Se il quadro nazionale delle spese familiari tra il 2001 e il 2002 non è esaltante, l’Istat segnala una forte differenza tra le diverse regioni italiane. Così a patire di più la crisi è stato sicuramente il Settentrione. Le famiglie nel Nord hanno subìto una diminuzione della spesa media totale del 2,2% (da 2.451 a 2.396 euro mensili). Un boom si è invece registrato nel Centro con una crescita delle spese del 7,6% (da 2.183 a 2.348 euro mensili). Mentre un aumento, anche se più contenuto, pari all’1,7% (da 1.776 a 1.806 euro mensili) ha interessato anche le famiglie del Suditalia. Un fenomeno che avvicina anche nel settore dei consumi le differenti realtà territoriali. L’Istat segnala che la ´distanza tra le ripartizioni diminuisce: il centro si avvicina al Nord e il Mezzogiorno recupera leggermente nei confronti del paese, tornando sui livelli di spesa prossimi a quelli del 2000′. La maggior spesa nelle regioni centrali è stata indirizzata sia verso i generi alimentari e bevande (si passa da 414 a 443 euro mensili) sia verso i generi non alimentari (da 1.769 a 1.905 euro). Gli incrementi più alti si sono avuti soprattutto nel Lazio e, per le spese alimentari, anche in Umbria. Nel Mezzogiorno sono aumentate prevalentemente le spese alimentari (da 415 a 435 euro) in maniera diffusa in tutte le regioni, a eccezione del Molise dove si osserva una diminuzione di 18 euro.

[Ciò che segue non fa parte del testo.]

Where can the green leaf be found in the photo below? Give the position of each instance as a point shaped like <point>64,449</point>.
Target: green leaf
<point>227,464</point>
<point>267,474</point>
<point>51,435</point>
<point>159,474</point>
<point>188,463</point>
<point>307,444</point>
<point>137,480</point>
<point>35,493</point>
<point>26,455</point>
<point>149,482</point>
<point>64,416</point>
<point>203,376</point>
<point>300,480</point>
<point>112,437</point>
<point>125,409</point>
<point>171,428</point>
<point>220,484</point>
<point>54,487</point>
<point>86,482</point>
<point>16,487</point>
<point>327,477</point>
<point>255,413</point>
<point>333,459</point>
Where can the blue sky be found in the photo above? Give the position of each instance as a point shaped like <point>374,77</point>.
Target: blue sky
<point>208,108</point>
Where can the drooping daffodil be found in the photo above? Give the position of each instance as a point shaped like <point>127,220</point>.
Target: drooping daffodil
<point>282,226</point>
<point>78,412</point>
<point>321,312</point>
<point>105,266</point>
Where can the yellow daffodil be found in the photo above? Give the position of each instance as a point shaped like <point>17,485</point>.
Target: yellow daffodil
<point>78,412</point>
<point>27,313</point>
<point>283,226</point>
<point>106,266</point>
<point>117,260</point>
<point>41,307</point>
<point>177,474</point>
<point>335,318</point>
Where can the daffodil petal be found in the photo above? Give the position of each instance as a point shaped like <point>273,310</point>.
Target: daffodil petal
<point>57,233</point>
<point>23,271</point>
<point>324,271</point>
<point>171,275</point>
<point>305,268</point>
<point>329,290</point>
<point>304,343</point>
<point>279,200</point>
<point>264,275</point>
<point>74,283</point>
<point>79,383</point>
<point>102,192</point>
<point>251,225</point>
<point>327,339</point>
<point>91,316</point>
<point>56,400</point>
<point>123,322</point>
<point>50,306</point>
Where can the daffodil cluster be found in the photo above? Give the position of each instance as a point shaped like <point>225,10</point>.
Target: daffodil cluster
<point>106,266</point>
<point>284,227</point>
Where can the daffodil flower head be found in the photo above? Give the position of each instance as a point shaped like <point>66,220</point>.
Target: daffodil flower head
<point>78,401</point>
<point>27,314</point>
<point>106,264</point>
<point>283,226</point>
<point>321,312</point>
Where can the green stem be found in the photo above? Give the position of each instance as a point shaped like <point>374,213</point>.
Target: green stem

In Puglia, Sardegna e Sicilia sono cresciute anche le spese non legate all’alimentare.

La contrazione del livello di spesa nelle regioni del Nord, aggiunge nella sua analisi l’istituto di via Balbo, è ´dovuta soprattutto alla riduzione delle spese per beni e servizi non alimentari (da 2.044 a 1.985 euro) che è stata particolarmente accentuata nelle regioni del Nordest. Si segnala inoltre la riduzione della spesa alimentare (13 e 3 euro) rispettivamente in Emilia Romagna e in Trentino Alto Adige. Nel paniere di beni alimentari acquistati dagli italiani la quota più rilevante è rappresentata dalle spese per la carne (4,5%) in crescita rispetto al 2001. A pesare di più sul budget di spesa familiare sono state le spese per l’abitazione: l’affitto, il condominio, la manutenzione hanno assorbito nel loro complesso il 24,7% della spesa mensile per un importo di 543 euro. Rispetto all’anno precedente, aggiunge l’Istat ´si registra un deciso aumento (la spesa era pari a 508 euro), soprattutto a causa del maggior livello della spesa dell’affitto, ma anche per alcuni interventi di manutenzione’. In Italia, continua a diminuire, però, il numero delle famiglie che occupano un’abitazione in affitto (dal 19,6 al 18,7%) ma aumenta l’importo pagato per il canone di locazione, pari a 279 euro al mese. La pigione, però, varia dai 218 euro del Mezzogiorno ai 306 del Nord, ai 315 del Centro.